Egalitärer Erziehungsstil
Beim egalitären Erziehungsstil haben Erzieher und zu Erziehender dieselben Rechte und Pflichten. Die Meinung des zu Erziehenden wird nicht nur eingeholt und berücksichtigt, sondern besitzt das gleiche Gewicht wie die des Erziehenden. Dieser Erziehungsstil berücksichtigt nicht oder zu wenig, dass Kinder teilweise andere natürliche Bedürfnisse (Schutz, Erziehung, Ausbildung usw.) haben als Erwachsene, weil sie sich noch in Entwicklung befinden.
Flexibler Erziehungsstil
Der Flexible Erziehungsstil akkumuliert Tendenzen der vorhandenen Erziehungsstile. Er unterscheidet sich insofern von anderen Erziehungsstilen, als dass er fordert, den jeweils 'richtigen' Erziehungsschritt situationsabhängig abzuleiten. Eine angemessene Interaktion mit dem zu Erziehenden steht dabei im Vordergrund.
Forschung
Es gibt inzwischen eine große Zahl von Forschungsbefunden aus dem amerikanischen oder dem europäischen Raum zu den Auswirkungen elterlicher Erziehungsstile auf die Kinder und Jugendlichen. Danach weisen in der Gesamtschau Kinder und Jugendliche, die in einem autoritativen Elternhaus aufwachsen, eine Reihe von Eigenschaften auf, die heute als wünschenswert angesehen werden. Hierzu gehören Eigenschaften wie: Leistungsbereitschaft, Selbstvertrauen, Eigenständigkeit, psychosoziale Reife und Selbstkontrolle. [9] Längsschnittstudien kommen zu dem Ergebnis, dass diese positiven Effekte auf die autoritative Haltung und die daraus abgeleiteten Verhaltensweisen der Eltern zurückzuführen sind und nicht etwa auf andere Einflussgrößen. [10] Auch wenn die Kinder sich mit zunehmendem Alter mehr und mehr von den Eltern ablösen und in selbst gewählten Gleichaltrigengruppen leben, geben die Eltern mit ihrem Erziehungsverhalten die Richtung für die weitere Selbstentwicklung ihrer Kinder vor. [11] Ferner gibt es Zusammenhänge zwischen elterlichem Erziehungsstil, kognitiver Leistungsfähigkeit und schulischer Kompetenz. [12]. Ein autoritativer Stil der Lehrer trägt dazu bei, dass Kinder sich zu emotional angepassten, eigenständigen, leistungsfähigen und sozial kompetenten Personen entwickeln,[13] während sich der autoritäre und der permissive Stil eher negativ auf Schulleistungen auswirken. In Untersuchungen bei englischen Jugendlichen[14] wurde festgestellt, dass nicht-autoritatives Erziehungsverhalten mit einer höheren Tendenz zu abweichendem und störendem Verhalten in der Schule einhergeht. Auch neigten Jugendliche aus diesen Elternhäusern weniger dazu, ihre schulischen Leistungen auf eigene Fähigkeiten und Ausdauer zurückzuführen. Verglichen mit ihren Mitschülern nannten sie häufiger externale Ursachen als Begründung für gute Noten. Schlechtes Abschneiden führten sie jedoch auf internale Ursachen wie mangelnde Fähigkeiten zurück.

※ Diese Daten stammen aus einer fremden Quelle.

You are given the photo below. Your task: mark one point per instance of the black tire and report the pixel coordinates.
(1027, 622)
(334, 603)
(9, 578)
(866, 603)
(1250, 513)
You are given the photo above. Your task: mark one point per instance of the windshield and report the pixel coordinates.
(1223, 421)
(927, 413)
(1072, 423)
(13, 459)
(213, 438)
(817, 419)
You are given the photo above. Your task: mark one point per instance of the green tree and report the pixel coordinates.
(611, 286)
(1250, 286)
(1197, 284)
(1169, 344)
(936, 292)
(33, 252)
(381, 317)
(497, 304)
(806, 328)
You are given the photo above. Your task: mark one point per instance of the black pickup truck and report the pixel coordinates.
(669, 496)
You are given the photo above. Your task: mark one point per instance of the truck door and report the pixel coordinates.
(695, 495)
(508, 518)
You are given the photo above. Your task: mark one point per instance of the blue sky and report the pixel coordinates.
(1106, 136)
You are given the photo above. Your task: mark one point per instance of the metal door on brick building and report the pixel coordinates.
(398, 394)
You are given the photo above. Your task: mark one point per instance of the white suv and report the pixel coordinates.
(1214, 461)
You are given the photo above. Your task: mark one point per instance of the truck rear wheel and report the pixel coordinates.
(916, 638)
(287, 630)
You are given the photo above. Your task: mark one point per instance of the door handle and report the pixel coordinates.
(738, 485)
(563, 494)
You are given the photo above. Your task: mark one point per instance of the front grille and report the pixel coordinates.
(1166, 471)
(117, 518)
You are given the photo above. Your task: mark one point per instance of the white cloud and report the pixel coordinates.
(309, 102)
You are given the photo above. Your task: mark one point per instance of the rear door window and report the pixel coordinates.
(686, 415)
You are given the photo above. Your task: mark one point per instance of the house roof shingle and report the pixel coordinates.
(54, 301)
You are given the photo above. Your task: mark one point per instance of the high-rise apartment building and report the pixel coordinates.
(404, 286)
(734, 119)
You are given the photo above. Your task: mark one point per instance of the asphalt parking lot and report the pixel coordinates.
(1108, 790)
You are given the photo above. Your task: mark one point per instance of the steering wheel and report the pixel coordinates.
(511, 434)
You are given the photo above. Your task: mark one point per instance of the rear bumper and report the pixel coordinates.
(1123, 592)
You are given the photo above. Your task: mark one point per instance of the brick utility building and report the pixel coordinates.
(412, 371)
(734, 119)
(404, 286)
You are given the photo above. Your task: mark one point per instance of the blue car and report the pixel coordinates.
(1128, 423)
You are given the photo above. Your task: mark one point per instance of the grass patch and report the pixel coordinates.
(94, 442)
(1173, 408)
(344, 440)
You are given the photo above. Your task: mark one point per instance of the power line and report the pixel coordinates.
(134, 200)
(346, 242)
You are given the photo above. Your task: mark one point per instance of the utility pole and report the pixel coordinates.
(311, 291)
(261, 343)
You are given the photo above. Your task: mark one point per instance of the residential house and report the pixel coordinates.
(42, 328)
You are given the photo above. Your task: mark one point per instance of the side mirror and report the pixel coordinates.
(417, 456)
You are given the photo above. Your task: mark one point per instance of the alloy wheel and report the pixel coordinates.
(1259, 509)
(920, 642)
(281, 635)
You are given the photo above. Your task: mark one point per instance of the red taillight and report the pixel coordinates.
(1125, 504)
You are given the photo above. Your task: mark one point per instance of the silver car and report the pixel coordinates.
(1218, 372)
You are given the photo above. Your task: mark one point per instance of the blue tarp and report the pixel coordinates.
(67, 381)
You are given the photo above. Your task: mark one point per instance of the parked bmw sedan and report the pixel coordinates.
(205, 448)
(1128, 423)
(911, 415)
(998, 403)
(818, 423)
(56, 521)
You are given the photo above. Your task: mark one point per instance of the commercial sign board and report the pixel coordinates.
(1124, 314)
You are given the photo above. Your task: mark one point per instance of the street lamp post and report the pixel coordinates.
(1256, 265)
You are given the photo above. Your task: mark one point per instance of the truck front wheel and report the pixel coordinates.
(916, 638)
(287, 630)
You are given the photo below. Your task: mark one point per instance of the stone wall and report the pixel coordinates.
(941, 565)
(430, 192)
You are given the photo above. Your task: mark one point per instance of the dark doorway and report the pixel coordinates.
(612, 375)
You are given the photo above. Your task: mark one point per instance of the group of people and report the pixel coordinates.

Es ergibt sich somit – zumindest für den westlichen Kulturkreis – eine Konvergenz der Forschungsbefunde [15], die unabhängig von theoretischen Positionen und den gewählten methodischen Zugangsweisen ist. Wenn Eltern einen autoritativen Erziehungsstil praktizieren, wird die Entwicklung ihrer Kinder zu selbstbewussten, emotional stabilen, sozial kompetenten, selbstverantwortlichen und leistungsfähigen Personen gefördert.[16] In neuerer Zeit hat sich in der Erziehungspsychologie ein ökologisch-systemischer Forschungsansatz durchgesetzt[17], der von den Wechselbeziehungen aller am Erziehungsprozess beteiligten Personen und ihrem Lebenskontext ausgeht. [18]
Geringe Kontrolle
Permissive Erziehungsstile
Beim permissiven Erziehungsstil herrschen Akzeptanz und Responsivität vor und die Kontrolldimension wird niedrig gehalten. Die Erziehenden zeichnen sich durch hohe Toleranz und Akzeptanz des kindlichen Verhaltens aus. Es werden selten Kontrolle oder Bestrafung ausgeübt. Der permissive Erziehungsstil ist eine gemäßigte Form des Laissez-faire-Erziehungsstils. Der Erziehende hält sich bei der Erziehung eher zurück, ein Setzen von Grenzen findet selten statt.
Verwöhnend-verzärtelnder Erziehungsstil
Der verwöhnende Erziehungsstil und seine Auswirkungen wurden 1904 erstmals vom Wiener Arzt Alfred Adler [19] beschrieben. Charakteristisch an diesem Erziehungsstil ist eine überbeschützende Fürsorge und Handeln für das Kind in Situationen, in denen es darum ginge, die Fähigkeit des Kindes zur Selbständigkeit und Kooperation mit anderen zu stärken. Kinder und Jugendliche, die mit diesem Erziehungsstil erzogen wurden, zeigen hohe Ansprüche an die Umgebung, die in ungeduldig-forderndem Ton vorgetragen werden, quengelige Unzufriedenheit, gepaart mit geringem Selbstvertrauen und unterentwickelter Leistungsbereitschaft. Sie werden ebenso lebensuntüchtig wie tyrannisch. Der verzärtelnde oder verwöhnende Lebensstil eines Menschen kann gemäß Adler sowohl das Resultat des verwöhnenden als auch des vernachlässigenden Erziehungsstils sein.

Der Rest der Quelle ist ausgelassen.